5. Mashed Potatoes as God intended.  Heat milk/cream and half a stick of butter. I always used to add them cold to the hot potatoes. When you heat the fats, it makes for a much creamier end result.

6. You can’t eat all day, if you don’t eat breakfast. I had 2. My usual cereal upon opening my eyes. Then I made hash browns with my sister. Homemade hash browns. Added that with bacon, poblano, onion and cheddar for a frittata/omelette.

7. Post and post often. Your friends won’t invite you to friendsgiving if you don’t fill their feeds with food instead of kind notes about how thankful you are. By constantly posting, you’re screaming to the world that you have better food than they do. And that you need attention. But I prefer the former justification.

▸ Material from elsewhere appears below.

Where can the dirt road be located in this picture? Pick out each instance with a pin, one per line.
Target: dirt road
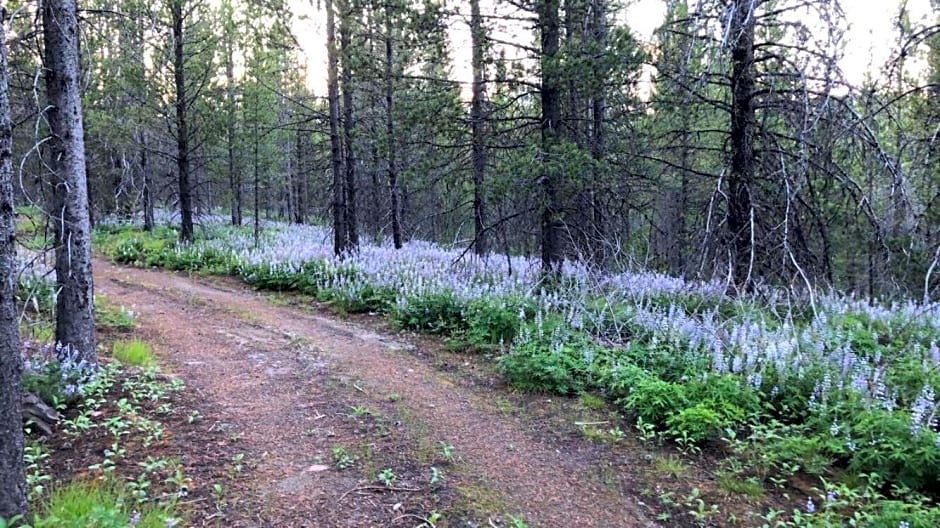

8. If you aren’t getting the necessary compliments on social media, take the direct approach. Text friends extreme close-ups of the bird or crudites. Possibly calling them, then rushing off the phone. “Gotta go check on my turkey smoking on the grill.” If possible, use a hashtag during the call. The more incoherent the better. I suggest #nevergohungry

9. Try something new. Every year I change something. Some of the changes are small. Some are new dishes. A few years ago, I started making stuffin muffins. Now, largely because of the hype I’ve created, all my friends request I bring in leftovers on Monday. This year saw two changes. First, was smoking the bird, which freed up the oven for other dishes, and was one less pan to wash. The second modification was a second gravy. I roasted poblano peppers after the turkey was done, then blended them with 2-3 cups of my finished gravy.

10. Find someone to wash dishes. Based on my straw poll, very few people like doing dishes. I’d consider marrying someone solely for their willingness to always wash dishes.

11. Embrace tradition. Maybe yours is guessing which relative will become uncomfortably intoxicated. Who will disappear before the dishes are done? If you don’t have any, create some! My family always watches Home Alone. This year I fell asleep sitting upright. No apologies.